Ages 13-17

Family Roots

Day 1 – Arrive into New York and settle into your hotel.  Dinner in an ethnic restaurant of your choice.  Explore that ethnic neighborhood with your knowledgeable, funny guide.

Day 2 – Go to Ellis Island, explore the museum with your guide and look up the records of your family members.

Day 3 – In the morning, visit the Tenement Museum on the Lower East Side.  After lunch, board your flight to Brussels, Belgium.

Day 4 – Upon arrival, meet your guide who will travel with you to Antwerp.  Explore the magnificent train station, and after checking into your hotel, spend the afternoon at the famous Antwerp Zoo, located next to the train station.

Day 5 – Visit the Red Star Line Museum in the former headquarters on the Antwerp docks where 1,000’s of European immigrants passed through before being transported to New York, Philadelphia and Halifax in the late 1800’s.  Access the Red Star Line databanks to search for family members who were admitted through Ellis Island. Typical dinner of mussels and fries.

Day 6 – Visit the Museum Aande Stroom, not far from the Red Star Line.  This museum features a viewable storage area where you can see and discuss how museums store, preserve and rotate their collections.  Other floors explore Prestige and Symbols, the Life of a City – Past, Present and Future, Trade and Shipping and Life and Death.  The view from the roof is spectacular over the port and city of Antwerp.

Day 7 – Take the train with your guide to the city of Mechelen, a once magnificent, now sleepy port on the River Dijle.  Your walking tour will illuminate the history of the trade and emigration throughout European history and how the confluence of rivers in Belgium played a part in that over time.

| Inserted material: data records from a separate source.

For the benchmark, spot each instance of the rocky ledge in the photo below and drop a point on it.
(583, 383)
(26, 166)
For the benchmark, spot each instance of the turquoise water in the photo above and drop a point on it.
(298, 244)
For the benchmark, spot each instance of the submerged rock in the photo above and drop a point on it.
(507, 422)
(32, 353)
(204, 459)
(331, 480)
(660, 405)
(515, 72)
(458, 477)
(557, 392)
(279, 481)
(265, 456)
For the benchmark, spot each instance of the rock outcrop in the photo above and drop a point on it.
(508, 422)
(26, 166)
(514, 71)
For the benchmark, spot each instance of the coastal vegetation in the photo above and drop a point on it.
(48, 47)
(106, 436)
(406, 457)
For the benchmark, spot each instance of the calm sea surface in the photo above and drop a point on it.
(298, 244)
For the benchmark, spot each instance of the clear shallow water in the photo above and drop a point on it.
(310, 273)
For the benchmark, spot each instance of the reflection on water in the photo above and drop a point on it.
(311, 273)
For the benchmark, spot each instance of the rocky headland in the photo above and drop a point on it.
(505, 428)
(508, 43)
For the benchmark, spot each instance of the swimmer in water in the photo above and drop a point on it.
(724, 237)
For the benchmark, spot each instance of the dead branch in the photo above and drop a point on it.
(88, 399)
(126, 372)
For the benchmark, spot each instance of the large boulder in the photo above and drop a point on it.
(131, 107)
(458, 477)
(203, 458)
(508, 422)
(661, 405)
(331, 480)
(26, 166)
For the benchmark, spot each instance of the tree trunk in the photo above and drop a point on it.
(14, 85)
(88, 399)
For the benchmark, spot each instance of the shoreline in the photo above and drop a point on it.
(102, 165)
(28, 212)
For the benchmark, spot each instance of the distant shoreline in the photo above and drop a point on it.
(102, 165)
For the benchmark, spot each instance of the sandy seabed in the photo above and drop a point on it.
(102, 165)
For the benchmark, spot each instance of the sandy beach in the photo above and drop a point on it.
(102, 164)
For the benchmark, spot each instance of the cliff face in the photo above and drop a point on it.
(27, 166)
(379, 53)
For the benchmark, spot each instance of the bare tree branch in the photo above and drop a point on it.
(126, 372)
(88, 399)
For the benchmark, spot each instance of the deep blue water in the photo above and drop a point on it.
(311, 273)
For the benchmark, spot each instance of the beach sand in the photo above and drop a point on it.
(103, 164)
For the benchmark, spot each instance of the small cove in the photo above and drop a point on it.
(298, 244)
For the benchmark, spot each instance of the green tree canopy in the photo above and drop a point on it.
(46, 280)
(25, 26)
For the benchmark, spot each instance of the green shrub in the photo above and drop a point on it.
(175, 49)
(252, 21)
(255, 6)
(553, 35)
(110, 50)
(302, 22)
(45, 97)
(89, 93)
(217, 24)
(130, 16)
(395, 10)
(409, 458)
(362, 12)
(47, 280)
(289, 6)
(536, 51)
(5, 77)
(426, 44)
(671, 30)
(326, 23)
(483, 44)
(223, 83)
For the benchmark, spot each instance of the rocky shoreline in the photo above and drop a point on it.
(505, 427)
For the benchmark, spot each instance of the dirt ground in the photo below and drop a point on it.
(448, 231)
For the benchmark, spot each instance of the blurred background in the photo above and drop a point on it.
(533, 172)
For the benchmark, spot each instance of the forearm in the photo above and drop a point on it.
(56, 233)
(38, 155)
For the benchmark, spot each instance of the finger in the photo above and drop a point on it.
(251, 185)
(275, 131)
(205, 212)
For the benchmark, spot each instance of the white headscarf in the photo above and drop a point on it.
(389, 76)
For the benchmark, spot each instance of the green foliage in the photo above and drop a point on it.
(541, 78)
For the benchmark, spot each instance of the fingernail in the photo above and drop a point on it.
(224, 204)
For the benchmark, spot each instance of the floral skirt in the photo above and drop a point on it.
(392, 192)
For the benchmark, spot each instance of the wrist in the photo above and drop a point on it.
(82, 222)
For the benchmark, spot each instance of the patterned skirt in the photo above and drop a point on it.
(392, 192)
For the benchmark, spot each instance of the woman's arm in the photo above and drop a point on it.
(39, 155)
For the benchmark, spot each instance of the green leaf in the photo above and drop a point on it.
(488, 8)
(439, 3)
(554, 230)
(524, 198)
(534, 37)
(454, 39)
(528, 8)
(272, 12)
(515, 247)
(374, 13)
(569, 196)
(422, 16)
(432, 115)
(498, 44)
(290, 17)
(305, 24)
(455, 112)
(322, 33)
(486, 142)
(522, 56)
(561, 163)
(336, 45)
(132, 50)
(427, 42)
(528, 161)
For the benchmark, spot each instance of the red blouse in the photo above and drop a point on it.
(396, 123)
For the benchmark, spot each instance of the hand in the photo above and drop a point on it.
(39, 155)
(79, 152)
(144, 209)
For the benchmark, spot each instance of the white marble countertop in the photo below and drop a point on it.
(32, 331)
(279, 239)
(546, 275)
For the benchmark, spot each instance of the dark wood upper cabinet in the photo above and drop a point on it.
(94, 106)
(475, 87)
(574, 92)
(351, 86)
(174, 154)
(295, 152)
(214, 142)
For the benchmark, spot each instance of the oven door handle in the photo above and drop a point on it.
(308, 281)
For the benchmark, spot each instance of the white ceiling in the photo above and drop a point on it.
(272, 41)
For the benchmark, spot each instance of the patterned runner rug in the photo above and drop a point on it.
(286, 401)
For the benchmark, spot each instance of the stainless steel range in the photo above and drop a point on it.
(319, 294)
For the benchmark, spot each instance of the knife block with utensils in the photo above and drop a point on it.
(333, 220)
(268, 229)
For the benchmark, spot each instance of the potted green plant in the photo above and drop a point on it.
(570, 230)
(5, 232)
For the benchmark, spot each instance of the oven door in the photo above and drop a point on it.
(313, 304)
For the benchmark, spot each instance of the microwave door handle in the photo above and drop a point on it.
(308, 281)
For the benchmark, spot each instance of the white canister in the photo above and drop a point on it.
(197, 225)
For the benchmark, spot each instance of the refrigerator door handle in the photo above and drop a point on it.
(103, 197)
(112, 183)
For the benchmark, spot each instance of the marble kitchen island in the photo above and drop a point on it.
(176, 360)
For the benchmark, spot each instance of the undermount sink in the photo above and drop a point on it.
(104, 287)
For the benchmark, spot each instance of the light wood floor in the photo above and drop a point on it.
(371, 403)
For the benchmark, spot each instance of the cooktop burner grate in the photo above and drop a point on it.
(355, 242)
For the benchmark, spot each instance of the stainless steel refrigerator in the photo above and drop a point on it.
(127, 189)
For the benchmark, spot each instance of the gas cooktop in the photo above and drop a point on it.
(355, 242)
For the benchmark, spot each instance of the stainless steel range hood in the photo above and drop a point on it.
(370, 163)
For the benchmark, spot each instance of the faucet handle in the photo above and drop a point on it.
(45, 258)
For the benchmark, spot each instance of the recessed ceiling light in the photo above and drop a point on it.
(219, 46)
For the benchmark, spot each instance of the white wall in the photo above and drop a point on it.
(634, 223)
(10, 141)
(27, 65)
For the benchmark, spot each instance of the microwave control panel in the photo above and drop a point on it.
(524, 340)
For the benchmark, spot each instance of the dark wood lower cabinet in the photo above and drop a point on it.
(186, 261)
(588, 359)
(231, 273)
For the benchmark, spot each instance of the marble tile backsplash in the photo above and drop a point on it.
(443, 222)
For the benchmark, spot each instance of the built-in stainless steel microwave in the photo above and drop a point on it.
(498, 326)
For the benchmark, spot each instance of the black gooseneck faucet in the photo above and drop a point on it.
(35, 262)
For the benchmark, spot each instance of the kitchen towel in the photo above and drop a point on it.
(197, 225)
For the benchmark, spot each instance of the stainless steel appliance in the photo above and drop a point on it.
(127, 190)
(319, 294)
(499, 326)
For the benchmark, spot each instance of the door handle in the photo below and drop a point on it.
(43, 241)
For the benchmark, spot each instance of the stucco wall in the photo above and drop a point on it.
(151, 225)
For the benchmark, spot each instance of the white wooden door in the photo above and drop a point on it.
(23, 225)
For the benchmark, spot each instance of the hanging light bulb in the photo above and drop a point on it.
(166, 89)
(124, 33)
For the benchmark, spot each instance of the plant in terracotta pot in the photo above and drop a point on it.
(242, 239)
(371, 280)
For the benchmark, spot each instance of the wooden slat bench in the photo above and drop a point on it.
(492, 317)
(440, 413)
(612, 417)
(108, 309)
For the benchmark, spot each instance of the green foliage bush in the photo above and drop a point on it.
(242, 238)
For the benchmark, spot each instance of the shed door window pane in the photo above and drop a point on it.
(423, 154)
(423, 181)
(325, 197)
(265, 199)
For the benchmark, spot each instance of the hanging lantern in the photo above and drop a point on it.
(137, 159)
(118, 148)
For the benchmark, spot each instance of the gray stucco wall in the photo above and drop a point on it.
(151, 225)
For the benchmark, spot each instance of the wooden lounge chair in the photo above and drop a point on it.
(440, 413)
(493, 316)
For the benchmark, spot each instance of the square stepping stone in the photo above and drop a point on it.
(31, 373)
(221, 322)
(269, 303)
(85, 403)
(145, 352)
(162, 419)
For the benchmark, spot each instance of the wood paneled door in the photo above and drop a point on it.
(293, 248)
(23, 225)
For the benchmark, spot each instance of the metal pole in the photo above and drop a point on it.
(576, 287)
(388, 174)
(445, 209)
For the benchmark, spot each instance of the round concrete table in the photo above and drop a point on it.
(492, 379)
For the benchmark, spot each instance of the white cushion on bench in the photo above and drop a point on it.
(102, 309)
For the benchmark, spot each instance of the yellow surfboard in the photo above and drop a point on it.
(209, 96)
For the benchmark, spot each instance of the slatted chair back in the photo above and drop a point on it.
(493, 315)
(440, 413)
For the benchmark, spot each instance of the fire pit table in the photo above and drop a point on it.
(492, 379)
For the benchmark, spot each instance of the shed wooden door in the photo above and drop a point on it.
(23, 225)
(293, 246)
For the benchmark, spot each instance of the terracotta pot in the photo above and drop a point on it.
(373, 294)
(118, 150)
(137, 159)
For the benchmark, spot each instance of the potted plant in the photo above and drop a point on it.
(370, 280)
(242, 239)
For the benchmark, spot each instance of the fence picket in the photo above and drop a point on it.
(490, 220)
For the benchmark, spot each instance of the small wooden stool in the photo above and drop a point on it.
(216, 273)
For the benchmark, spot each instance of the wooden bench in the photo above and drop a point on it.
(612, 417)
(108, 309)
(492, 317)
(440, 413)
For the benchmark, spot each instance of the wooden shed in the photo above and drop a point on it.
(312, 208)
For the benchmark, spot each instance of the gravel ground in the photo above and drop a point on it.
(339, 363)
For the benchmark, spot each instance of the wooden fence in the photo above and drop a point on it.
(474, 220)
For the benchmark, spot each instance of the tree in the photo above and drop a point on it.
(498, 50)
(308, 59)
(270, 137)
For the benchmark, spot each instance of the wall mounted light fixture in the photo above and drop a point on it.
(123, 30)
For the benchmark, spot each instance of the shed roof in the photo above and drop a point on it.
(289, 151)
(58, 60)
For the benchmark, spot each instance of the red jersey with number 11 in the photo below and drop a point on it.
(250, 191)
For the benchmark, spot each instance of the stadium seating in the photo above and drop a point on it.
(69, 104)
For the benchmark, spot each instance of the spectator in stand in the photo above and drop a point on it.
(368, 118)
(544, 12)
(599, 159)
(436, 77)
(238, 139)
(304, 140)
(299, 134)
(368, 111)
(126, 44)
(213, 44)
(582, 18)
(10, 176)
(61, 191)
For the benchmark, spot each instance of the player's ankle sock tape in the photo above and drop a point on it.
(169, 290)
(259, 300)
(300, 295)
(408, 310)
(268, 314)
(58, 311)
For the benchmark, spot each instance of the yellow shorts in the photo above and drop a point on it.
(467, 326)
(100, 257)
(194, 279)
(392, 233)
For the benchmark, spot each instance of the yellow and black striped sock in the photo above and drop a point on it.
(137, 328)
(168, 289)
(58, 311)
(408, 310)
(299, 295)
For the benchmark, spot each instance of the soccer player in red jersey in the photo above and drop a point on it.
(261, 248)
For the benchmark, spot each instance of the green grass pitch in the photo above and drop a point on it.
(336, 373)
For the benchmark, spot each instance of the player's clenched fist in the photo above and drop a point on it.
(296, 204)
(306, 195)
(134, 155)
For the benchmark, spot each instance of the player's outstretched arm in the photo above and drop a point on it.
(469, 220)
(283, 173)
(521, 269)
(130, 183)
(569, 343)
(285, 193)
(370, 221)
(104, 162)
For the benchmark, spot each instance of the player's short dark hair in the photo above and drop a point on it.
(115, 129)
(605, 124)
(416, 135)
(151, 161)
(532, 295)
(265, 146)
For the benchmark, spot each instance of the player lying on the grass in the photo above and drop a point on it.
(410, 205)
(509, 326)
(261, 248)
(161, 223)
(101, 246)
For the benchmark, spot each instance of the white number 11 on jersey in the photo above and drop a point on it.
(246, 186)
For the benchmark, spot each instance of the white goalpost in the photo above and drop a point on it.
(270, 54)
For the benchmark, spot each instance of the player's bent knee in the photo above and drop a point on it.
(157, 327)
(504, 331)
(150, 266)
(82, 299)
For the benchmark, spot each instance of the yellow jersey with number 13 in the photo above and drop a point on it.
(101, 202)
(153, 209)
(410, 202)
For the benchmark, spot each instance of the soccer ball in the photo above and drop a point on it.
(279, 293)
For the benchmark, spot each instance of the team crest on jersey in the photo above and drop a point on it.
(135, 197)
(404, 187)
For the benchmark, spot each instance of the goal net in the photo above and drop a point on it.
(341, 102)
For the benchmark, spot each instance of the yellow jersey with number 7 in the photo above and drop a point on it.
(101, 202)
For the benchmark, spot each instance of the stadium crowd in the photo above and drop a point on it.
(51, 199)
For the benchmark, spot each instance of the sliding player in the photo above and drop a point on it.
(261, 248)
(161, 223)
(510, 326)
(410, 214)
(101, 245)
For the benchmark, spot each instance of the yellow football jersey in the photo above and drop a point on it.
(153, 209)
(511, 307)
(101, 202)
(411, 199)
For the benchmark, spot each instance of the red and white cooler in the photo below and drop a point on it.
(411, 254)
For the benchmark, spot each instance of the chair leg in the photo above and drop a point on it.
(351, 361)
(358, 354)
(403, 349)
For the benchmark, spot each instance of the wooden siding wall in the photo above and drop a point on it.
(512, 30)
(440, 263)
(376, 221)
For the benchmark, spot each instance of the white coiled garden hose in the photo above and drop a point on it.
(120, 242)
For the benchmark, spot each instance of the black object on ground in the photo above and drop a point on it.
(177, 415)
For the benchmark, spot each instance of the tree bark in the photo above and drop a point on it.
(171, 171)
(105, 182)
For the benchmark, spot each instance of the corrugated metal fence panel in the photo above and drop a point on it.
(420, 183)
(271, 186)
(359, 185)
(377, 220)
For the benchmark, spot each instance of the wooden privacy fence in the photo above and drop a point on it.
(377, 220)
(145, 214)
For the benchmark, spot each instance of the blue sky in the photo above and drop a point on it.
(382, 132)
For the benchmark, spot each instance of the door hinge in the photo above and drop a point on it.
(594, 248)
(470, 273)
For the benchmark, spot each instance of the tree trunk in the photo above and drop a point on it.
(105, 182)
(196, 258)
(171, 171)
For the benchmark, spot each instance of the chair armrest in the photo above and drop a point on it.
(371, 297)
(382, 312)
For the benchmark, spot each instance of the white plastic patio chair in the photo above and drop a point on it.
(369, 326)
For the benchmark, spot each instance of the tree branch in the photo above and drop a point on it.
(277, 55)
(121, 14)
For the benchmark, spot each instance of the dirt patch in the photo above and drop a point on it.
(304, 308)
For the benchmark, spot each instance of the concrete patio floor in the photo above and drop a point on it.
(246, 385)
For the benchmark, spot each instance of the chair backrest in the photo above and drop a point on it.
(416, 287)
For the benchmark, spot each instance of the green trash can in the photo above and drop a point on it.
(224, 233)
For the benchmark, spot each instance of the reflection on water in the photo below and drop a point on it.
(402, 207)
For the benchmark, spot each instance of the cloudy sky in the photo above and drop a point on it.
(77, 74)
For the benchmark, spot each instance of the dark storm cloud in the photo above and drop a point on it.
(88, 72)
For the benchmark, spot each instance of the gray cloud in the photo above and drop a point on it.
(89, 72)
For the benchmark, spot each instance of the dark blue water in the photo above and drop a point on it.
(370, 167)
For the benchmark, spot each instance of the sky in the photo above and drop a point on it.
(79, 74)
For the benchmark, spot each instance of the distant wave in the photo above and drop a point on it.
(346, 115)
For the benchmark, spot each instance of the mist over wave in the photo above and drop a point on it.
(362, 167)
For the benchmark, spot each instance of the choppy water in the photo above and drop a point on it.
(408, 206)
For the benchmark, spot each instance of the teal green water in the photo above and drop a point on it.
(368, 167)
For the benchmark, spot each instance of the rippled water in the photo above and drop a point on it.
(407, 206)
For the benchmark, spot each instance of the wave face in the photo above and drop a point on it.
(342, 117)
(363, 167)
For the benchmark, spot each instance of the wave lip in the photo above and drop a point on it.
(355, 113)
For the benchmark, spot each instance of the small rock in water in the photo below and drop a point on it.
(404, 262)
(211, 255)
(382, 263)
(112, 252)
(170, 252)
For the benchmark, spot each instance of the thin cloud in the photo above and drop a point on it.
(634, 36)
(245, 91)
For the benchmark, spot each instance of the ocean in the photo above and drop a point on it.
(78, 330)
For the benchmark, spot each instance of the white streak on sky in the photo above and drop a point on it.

After lunch in a local brewery, visit Kazerne Dossin Memorial and Holocaust Museum to understand how the same trade routes which moved goods and immigrants also were used by the Nazis to move European Jews to Buchenwald.  Museum includes an exhibit which explains the progressive events which lead to genocide in a way that young people can relate to and another which chronicles other genocides past and present.

Day 8 – Take a train to the beautiful and charming walled town of Bruges.  Spend time on the river and canals there, explore the Beguinage, an example of the semi-monastic communities of wealthy women which existed from the 12th to the 19th centuries in the Low Countries.  They ministered during the day through various charities to their city residents, retreating at night to protected compounds.  Feed the famous swans and sample Belgian Waffles at one of the many stalls.

Day 9 – Return by train to the Brussels airport for the flight home.